Files with missing lines	Coverage Δ
bayesflow/datasets/offline_dataset.py	`83.33% <100.00%> (+0.98%)`	⬆️
bayesflow/datasets/disk_dataset.py	`31.11% <0.00%> (-2.23%)`	⬇️

vpratz · 2025-05-21T13:20:44Z

The changes look good, but per @stefanradev93 's comment here, I would also be in favor to introduce a shuffle parameter and use it here, as this would be good to have anyway and more transparent to the user. @elseml Would you implement this change, or should I propose something?

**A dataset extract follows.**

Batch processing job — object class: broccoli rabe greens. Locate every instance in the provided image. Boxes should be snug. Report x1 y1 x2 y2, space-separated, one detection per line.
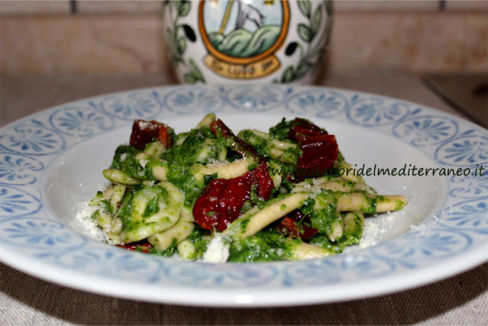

elseml · 2025-05-23T09:55:38Z

Sure! I liked that the previous solution reused the existing stage argument, but this way it is more explicit. I adapted the code using shuffle_on_epoch_end instead since shuffling is also applied on dataset creation, which does not relate to the current issue (we could also disable both via a general shuffle argument, but I lean towards retaining initial shuffling also for validation sets).

While this fixes validation set shuffling for the workflow, users working with a manual training pipeline now always need to remember to set shuffle_on_epoch_end=False when creating OfflineDataset validation sets to prevent shuffling during training. We could also delete shuffling by default altogether and let users always specify the argument, but this would not be too elegant. Any ideas for a more principled solution that alleviates this requirement (also pinging @LarsKue)?

(The fixes to validation set shuffling should be complementary to #485)

vpratz · 2025-05-23T12:44:37Z

Why do you lean towards retaining initial shuffling also for validation sets? My impression would be that we usually aggregate over the validation batches anyway, and computing them should not modify anything, so the order should not matter. Do you have cases in mind where the order of the validation set would matter? If not, I think distinguishing shuffle vs. shuffle_on_epoch_end is not necessary for now, and going with shuffle is sufficient. What do you think?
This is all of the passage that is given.